By end-use sector, gas demand is anticipated to grow over the forecast as follows:
- Electricity generation is expected to account for almost 50 per cent of the increase in gas use in the province to 2030. This is driven by a forecasted increase in cogeneration at oil sands facilities as well as by coal-to-gas conversions in the power generating sector.
- Oil sands demand is expected to account for over 40 per cent of the increase in natural gas demand over the forecast, driven by increasing use from oil sands in situ operations.
- Other sectors combined, including residential, commercial, non-oil sands industrial, and transportation, will account for the remaining growth in demand. Demand is expected to increase at an annual rate near or below one per cent, driven up by economic and population growth, and offset by energy efficiency gains.
Following a decline over two consecutive years, natural gas removals from Alberta, as transfers to other provinces and exports to the U.S., increased by 2 per cent in 2020. This was due to steady marketable gas production levels and a decline in domestic use.
Forecast for 2021 to 2030
Removals are estimated to decline steadily over the forecast at 5 per cent per year, to 67.3 106 m3/d (2.4 Bcf/d) by 2030, which is consistent with the 5 per cent annual decline over the past decade. This will occur as domestic demand is expected to grow over the same period and production increases only moderately.

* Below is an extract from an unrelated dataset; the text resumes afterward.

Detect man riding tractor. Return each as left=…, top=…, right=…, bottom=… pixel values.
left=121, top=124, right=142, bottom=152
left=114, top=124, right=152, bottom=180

Various projects are in the works to improve market access for western Canadian natural gas. Alberta’s natural gas will increasingly compete for pipeline capacity with rising production from British Columbia, where producers are also likely to benefit most from liquefied natural gas (LNG) export projects. However, an overall increase in market access over the forecast will directly benefit Alberta producers via reduced infrastructure congestion and improved commodity pricing.